Working in Japan after studying

Finding a job in Japan can really be discouraging. Unless you find a company where you will be speaking 100% of the time in English or in your native language, when it comes to looking for a job in a Japanese company, you will face a lot of different barriers.

 

One of our student who graduated in March 2021 nicely shared her personnal experience regarding the job hunting in Japan.

 

Photo Sara B3
Name: Sara

Nationality: Italia

Graduate in : March 2021

 

1 – When did you join Nihongo Center?

>> I joined Nihongo Center in April 2019

2 – What was your Japanese level back then?

>> I think I was around the N3 of the JLPT

3 – What did you find the most interesting at Nihongo Center?

>> To be able to practice conversation a lot. I especially like “Main” class. Not only can you learn new vocabularies, but also learn about Japanese culture and social customs, have the possibility to share your point of view and know about your classmates’ point of views as well.

4 – What are your plans after graduating?

>> I will work in Japan. I already graduated from university so I wanted to find a job. Also, to improve my japanese skills, I wanted to try to find a job where I would us Japanese.

5 – When did you start looking for a job? (CV preparation, companies research, etc…)

>> I started to look for a job in January 2021 but I already prepared my CV and my working experience resume back in December 2020. I also tried to apply for a job once on the internet before that, but was a little lost about how to correctly write a CV in Japanese, or even with the whole job hunting process here in Japan.

6 – How did you look for a job?

>> I used different sites like “GaijinPot Jobs”, other sites specialized in jobs for foreigners (Daijob). I even tried some sites usually meant for Japanese only like Doda, Recruit, Mynavy, WorkPot. I also went to Hello Work, a major company in Japan when you are looking for a job. Finally, I took my chance on Linkedin as well.

7 – Were the above supports useful? How?

Except for Workpot, the other sites used by Japanese weren’t really useful. Workpot is an employment service totally free and they have an office in Kyoto. There you can ask for different kind of help (checking your CV, taking contact on your behalf if you are interested in any job offers)

Daijob: At Daijob, after uploading your CV and personal information, you can take contact directly with different companies. When you apply for an offer, the employment service alors contact you and even sends you other information related to the kind of job you applied for before.

LinkedIn: You can meet with people working in companies specialized in your own country directly in Japan

Hello Work: You can meet an adviser and ask them about anything you want to know. More importantly, there are new offers everyday. You first need to register yourself at the Hello Work office to receive a personal number. You are then free to use this number whenever you want, even from your place, to look for new job offers. If you find an offer you like, you can go to Hello Work to ask more details. In my case, they even called the company I chose to ask if they were also looking for foreigners.

8 – Where is your working place? What kind of job will you do?

>> My company is based in Osaka near the Honmachi station and my work will mainly consists in overseas business and trade export related to Italian products.

9 – Why did you choose this job?

>> I can use different languages and also learn a lot of new things. Also by using business Japanese daily, I hope I will get better in Japanese too.

10 – Until your job was decided, how was the whole process between you and the company?

>> I had of course the document examination, then I was called for a first interview. After the first wave of interview, I was called again for a second interview. Finally, we had a written exam (aptitude test / mark sheet)

11 – What was the most difficult thing during your job hunting period?

>> I think it was about the proper way to write the CV and the working experience resume in Japanese. Also, readying all companies information and writting my motivation that could match the companies expectations was really challenging.

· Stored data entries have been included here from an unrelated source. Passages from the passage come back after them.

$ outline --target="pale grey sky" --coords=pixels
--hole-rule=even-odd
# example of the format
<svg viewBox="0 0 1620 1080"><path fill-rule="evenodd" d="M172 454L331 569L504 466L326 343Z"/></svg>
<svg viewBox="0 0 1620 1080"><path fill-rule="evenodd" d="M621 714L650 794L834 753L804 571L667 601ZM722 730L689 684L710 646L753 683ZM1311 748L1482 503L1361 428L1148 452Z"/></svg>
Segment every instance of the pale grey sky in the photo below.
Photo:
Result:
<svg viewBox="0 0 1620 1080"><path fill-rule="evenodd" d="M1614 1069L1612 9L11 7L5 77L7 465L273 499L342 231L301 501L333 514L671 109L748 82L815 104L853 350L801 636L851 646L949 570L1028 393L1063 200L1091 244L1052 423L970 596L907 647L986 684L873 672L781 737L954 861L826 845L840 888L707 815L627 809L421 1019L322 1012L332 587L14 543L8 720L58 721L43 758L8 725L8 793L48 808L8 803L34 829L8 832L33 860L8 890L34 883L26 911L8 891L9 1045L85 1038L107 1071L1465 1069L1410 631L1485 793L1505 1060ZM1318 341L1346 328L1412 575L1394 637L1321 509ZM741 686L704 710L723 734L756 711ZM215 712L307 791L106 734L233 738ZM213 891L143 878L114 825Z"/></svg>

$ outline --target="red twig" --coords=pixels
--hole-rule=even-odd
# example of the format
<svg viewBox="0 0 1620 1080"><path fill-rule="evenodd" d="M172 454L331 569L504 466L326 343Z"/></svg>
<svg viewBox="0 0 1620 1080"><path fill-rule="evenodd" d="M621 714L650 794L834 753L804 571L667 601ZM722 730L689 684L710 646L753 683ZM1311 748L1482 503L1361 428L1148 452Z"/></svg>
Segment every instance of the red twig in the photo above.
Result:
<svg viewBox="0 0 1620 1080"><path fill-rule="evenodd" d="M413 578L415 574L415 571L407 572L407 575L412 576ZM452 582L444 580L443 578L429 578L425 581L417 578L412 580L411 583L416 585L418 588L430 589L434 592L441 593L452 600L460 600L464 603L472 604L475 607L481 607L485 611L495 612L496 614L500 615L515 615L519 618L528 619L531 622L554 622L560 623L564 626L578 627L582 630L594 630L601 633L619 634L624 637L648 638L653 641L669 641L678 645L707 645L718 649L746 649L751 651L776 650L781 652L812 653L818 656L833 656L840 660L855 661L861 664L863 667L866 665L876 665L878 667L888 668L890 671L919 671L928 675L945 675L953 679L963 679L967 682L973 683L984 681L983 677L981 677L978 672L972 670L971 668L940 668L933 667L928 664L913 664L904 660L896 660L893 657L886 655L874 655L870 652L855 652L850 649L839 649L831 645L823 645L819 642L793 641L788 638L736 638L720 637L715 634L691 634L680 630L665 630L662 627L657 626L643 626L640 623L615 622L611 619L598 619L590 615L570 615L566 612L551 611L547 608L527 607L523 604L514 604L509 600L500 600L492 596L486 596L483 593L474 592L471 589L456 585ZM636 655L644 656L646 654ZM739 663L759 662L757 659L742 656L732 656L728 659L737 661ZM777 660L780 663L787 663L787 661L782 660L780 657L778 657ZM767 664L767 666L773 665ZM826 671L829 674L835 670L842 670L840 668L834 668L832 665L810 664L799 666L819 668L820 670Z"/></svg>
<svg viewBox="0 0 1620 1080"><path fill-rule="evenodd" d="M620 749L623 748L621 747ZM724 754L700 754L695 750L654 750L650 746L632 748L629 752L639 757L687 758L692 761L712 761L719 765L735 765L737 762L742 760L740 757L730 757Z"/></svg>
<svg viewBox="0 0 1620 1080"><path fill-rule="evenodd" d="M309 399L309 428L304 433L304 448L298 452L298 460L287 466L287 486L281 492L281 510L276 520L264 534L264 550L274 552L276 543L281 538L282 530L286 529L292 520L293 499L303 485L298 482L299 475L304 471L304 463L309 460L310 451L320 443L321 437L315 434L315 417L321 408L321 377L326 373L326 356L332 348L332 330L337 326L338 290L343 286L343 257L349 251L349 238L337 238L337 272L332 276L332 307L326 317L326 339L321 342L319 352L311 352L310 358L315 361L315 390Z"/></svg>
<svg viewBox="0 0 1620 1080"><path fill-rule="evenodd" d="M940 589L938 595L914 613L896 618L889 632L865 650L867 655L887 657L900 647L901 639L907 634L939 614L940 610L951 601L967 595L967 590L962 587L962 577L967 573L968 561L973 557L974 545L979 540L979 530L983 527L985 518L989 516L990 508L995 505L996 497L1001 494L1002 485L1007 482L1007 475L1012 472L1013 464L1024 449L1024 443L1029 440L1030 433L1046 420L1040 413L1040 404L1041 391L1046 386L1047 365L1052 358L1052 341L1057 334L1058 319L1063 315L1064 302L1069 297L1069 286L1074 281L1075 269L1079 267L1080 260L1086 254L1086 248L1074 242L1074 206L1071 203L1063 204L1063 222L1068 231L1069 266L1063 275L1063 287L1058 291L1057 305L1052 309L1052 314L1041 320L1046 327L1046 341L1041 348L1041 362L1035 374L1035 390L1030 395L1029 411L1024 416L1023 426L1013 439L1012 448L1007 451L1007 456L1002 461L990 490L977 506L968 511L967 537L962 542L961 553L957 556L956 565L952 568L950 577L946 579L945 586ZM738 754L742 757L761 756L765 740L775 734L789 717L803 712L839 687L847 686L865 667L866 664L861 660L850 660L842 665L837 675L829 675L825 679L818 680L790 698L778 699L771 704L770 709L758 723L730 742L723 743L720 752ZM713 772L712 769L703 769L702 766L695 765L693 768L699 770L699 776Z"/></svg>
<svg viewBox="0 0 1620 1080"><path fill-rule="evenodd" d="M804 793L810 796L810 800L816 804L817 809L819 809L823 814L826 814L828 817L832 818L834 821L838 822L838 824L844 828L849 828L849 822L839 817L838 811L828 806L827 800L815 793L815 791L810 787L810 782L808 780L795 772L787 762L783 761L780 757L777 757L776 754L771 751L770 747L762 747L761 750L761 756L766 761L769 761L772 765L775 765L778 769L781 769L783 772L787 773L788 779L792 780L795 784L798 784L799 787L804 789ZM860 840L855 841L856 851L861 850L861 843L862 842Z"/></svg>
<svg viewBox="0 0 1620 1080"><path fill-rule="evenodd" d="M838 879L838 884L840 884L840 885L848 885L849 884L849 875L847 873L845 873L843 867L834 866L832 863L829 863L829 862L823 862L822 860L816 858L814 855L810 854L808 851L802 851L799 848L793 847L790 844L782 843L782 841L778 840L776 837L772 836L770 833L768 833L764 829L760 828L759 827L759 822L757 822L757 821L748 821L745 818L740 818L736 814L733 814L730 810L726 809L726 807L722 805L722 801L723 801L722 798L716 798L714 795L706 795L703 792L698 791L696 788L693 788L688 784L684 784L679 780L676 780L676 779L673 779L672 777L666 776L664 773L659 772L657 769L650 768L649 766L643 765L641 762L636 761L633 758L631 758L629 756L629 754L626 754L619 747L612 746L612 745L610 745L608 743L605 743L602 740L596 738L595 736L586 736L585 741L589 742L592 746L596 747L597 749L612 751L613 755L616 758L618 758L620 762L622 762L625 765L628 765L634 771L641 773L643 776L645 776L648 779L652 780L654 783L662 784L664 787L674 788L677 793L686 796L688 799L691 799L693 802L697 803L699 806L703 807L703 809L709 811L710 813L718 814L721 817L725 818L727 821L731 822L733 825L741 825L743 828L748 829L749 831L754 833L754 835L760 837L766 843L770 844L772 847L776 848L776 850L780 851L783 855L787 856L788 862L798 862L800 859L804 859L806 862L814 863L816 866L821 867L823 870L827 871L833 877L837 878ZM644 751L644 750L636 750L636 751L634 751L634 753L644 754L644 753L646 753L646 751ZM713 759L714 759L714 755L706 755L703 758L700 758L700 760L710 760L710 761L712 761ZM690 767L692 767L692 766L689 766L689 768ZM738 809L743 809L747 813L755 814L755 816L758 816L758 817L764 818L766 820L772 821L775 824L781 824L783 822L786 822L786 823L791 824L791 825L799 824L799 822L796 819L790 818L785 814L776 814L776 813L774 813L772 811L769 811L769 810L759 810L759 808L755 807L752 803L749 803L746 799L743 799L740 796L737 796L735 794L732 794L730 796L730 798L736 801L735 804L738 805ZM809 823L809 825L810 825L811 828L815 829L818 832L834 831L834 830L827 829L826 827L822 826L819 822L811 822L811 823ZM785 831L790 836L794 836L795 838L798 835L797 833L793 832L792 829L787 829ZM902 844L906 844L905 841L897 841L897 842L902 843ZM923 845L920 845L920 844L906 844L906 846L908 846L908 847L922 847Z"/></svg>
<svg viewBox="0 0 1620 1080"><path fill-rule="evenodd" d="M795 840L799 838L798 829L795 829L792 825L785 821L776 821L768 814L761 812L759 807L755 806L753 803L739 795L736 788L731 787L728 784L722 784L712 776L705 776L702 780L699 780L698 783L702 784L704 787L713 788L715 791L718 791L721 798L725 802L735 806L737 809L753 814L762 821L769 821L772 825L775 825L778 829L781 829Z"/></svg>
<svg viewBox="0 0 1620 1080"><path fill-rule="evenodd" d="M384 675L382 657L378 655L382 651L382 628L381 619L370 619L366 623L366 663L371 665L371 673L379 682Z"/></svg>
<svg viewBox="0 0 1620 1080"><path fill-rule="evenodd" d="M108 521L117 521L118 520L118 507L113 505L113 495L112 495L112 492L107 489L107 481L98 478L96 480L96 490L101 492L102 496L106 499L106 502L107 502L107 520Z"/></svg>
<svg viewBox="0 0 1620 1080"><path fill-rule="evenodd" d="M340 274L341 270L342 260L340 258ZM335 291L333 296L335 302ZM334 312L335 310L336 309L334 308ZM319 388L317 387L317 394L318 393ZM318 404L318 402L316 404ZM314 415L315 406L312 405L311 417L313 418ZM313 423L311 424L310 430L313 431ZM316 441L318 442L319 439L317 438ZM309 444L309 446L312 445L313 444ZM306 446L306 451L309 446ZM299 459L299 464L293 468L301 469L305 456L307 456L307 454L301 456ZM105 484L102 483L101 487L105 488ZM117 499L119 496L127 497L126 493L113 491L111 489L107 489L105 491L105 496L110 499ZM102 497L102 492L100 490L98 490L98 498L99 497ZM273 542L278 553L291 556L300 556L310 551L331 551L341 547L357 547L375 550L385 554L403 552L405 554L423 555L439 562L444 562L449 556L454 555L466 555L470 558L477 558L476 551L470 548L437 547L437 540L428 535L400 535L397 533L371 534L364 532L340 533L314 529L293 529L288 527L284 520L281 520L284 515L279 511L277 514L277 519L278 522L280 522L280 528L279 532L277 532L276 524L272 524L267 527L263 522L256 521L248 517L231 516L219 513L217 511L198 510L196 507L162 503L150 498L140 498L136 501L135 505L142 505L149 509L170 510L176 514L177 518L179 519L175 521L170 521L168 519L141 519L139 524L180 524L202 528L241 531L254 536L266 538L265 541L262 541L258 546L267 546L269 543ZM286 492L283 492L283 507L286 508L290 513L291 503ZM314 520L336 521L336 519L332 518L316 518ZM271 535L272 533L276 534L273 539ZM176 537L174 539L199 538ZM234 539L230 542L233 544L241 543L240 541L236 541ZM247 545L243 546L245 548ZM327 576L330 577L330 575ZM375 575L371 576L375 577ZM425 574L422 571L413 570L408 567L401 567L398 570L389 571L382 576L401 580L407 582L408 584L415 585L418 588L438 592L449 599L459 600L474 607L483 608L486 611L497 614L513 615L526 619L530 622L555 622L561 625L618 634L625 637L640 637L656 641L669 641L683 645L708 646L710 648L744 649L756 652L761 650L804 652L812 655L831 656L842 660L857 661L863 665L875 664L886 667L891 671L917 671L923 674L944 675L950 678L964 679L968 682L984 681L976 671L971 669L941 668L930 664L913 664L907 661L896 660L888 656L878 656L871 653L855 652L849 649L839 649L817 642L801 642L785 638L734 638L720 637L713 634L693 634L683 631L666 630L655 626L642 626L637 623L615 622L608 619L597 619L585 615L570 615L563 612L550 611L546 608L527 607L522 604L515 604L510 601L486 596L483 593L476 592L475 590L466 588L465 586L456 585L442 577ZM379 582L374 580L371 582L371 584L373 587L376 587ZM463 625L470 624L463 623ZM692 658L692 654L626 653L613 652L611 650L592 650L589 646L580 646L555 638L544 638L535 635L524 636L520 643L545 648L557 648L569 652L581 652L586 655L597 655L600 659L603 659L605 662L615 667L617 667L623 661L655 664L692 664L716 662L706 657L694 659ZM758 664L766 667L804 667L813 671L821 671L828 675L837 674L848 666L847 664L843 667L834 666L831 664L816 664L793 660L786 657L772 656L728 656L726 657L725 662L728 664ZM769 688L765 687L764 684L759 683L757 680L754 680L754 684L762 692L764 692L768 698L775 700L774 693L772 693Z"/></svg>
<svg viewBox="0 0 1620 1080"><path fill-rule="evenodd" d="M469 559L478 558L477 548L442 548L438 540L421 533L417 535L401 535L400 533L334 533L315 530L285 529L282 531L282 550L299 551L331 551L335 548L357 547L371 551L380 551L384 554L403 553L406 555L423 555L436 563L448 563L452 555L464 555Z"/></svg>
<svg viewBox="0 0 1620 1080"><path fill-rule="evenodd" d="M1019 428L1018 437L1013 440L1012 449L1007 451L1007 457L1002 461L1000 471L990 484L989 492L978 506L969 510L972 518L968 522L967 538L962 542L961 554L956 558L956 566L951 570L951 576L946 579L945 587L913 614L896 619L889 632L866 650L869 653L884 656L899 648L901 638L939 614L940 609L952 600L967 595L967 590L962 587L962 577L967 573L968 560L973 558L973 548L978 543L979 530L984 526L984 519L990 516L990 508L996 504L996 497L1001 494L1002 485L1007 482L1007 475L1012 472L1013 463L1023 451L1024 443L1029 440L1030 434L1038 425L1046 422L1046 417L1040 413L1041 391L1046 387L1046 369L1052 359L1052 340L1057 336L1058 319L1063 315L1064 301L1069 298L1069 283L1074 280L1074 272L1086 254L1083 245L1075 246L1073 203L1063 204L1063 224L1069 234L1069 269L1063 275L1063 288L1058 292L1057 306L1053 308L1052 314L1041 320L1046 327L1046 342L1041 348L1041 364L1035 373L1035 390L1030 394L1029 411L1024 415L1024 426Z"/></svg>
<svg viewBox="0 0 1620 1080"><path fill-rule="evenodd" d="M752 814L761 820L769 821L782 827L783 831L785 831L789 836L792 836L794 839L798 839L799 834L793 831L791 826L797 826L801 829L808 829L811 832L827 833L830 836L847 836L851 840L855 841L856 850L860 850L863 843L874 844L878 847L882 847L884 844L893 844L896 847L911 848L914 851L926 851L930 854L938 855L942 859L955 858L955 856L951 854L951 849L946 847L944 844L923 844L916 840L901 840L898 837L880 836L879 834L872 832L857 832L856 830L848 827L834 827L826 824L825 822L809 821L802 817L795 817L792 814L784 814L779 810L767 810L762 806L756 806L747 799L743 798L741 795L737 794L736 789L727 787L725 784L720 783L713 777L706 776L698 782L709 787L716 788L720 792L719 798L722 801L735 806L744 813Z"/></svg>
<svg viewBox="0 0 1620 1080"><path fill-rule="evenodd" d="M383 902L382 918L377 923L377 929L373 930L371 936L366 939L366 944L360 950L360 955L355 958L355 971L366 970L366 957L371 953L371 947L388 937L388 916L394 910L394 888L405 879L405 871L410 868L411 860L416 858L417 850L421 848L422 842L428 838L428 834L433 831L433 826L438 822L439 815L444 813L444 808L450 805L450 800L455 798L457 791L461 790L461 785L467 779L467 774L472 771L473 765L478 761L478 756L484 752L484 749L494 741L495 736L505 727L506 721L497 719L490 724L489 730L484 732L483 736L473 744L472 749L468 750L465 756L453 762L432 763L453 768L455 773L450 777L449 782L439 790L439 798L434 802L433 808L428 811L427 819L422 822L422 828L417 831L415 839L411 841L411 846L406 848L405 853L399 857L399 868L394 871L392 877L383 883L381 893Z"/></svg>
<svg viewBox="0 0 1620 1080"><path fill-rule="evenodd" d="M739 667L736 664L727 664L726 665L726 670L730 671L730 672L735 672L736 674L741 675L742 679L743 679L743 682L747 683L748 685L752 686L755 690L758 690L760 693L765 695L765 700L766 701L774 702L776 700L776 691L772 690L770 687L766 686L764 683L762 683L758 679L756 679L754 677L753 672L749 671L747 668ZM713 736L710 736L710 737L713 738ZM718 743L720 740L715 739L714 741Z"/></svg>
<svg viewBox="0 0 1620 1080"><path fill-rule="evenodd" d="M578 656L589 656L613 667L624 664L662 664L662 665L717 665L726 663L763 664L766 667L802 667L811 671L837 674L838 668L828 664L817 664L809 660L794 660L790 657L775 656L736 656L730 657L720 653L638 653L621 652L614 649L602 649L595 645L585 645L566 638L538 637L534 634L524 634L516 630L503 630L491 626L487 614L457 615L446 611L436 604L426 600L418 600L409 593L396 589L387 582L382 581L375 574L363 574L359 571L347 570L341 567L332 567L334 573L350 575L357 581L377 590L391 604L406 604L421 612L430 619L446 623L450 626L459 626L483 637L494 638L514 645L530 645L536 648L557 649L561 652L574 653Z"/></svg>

12 – Were the classes at Nihongo Center useful for your job hunting?

>> During the main and reading classes, we studied the characteristics of Japanese companies and the way Japanese people are thinking. We also learned the proper manners and attitude to observe during an interview.

Being able to read fast. Even if time is not a problem during the last exam, finishing it fast gives a very good impression to the examiners.

Finally, we were trained to expressing our own ideas on various topics during classes. During the interview, there are lot of questions completely unrelated to the job and being able to disccuss is a good indicator of your true communication level.

13 – Do you have any advice for the students at Nihongo Center who are looking for a job?

>> Don’t be picky!!

Before, I though that a lot of different offers weren’t really for me so I didn’t apply much and it was a mistake. Take your chance even if it’s mentioned “experience required” or “some language skill mandatory”. The company that hired me was looking first looking for someone with experience and who could speak Chinese. I have absolutely no experience and can’t speak Chinese either.

Not a lot of companies will contact you so you have to apply to a lot of them. Taking the interview for the first time is stressful, but if you keep practicing, you will discover your own weaknesses and gradually gain confidence in yourself.

By applying numerous times, you will get better at presenting yourself and expressing your motivations. Instead of just listing your skills, you should think about how you can help company and why they would need you.

Of course, before applying to any place, be sure to prepare your CV and work experience resume the best you can. If you don’t know how to prepare it, you can still ask the teachers, friends, look on the internet or ask for a sample at employment services centers.